Munich

A fresh start: Andrzej Legocki aims to foster competition at the Polish Academy of Sciences. Credit: S. BARNA/EAST NEWS

Winds of change are set to blow through the Polish Academy of Sciences, according to the plant biologist freshly elected to run the organization.

The academy — like many of its eastern European counterparts — oversees a large but somewhat dilapidated national network of research institutes in a range of disciplines. And although Poland has the largest and one of the strongest economies in the region, critics say that parts of the academy have not changed much since communist rule ended in 1989.

But this month Andrzej Legocki, a plant biologist and former director of the academy's Institute of Bioorganic Chemistry in Poznań, takes over as president. He says that he will commission an external quality review of all 80 of the institutes — and predicts that around ten of them could close once the review is completed later this year.

Legocki promises to tackle the academy's main problems head-on, including low output, ageing research staff and lack of contact with university research.

“I am determined to drastically change the situation,” he says. “First we shall recognize what is worth maintaining, then we will merge groups and institutes, and put them under new, younger leadership.” At 63, Legocki is himself the youngest president in the academy's 50-year history.

Poland is the largest of ten countries in central and eastern Europe that will join the European Union next year, but it has been slower than some others, notably Hungary and the Czech Republic, to reform its scientific infrastructure (see Nature 421, 471–472; 200310.1038/421471a).

Jerzy Langer, a solid-state physicist at the academy's Institute of Physics in Warsaw and vice-president of Euroscience, a grassroots organization of European scientists, says that Polish science is in need of a drastic overhaul. “Poland is simply too poor to subsidize an oversized, mediocre science base,” he says.

The academy employs about 4,000 scientists, mostly in permanent positions.
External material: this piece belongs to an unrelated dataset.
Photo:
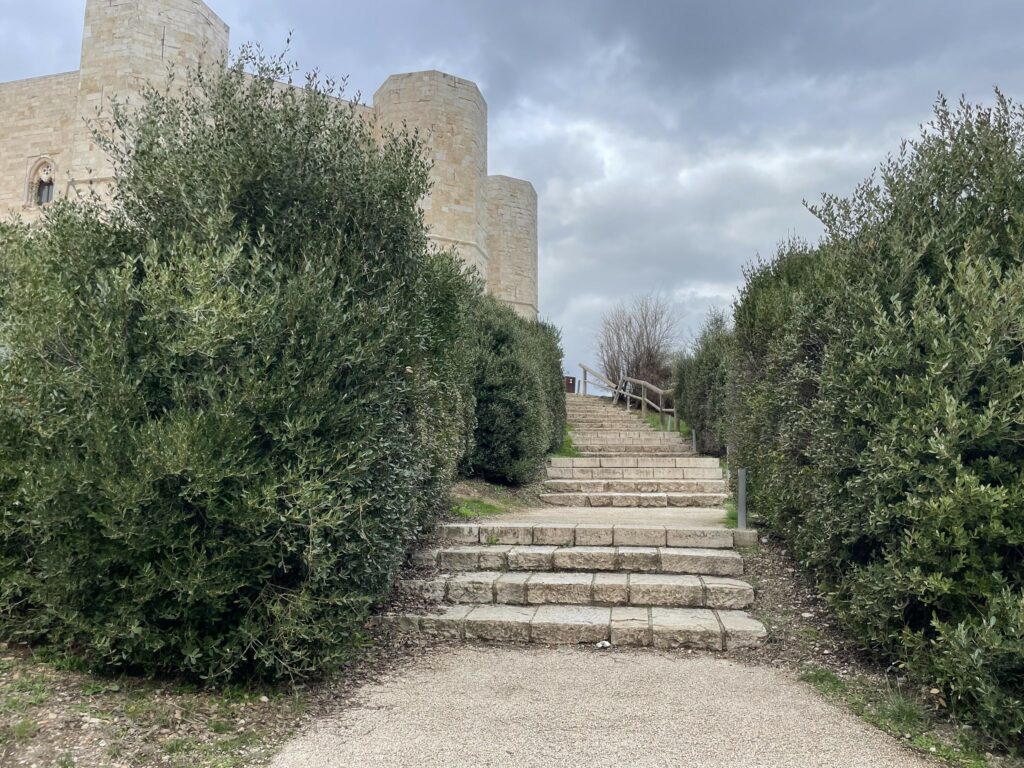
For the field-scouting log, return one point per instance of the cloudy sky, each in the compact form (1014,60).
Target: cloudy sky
(669,141)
Critics say that their lifelong job security gives them little incentive to be competitive. And Legocki concedes that the academy lags behind in many fields.

To boost the position of young scientists in the academy, Legocki pledges that all institutes that do not already have a graduate student programme will establish one, along with fixed-term postdoctoral positions for young researchers. “Young scientists at our institutes will be under my personal patronage,” he promises.

“Legocki is the right man at the right time,” says Jacek Kuźnicki, a neuroscientist and director of the International Institute of Molecular and Cell Biology in Warsaw. “But for any reform to be succesful it is vital the older generation accepts that competition is an essential part of the game.”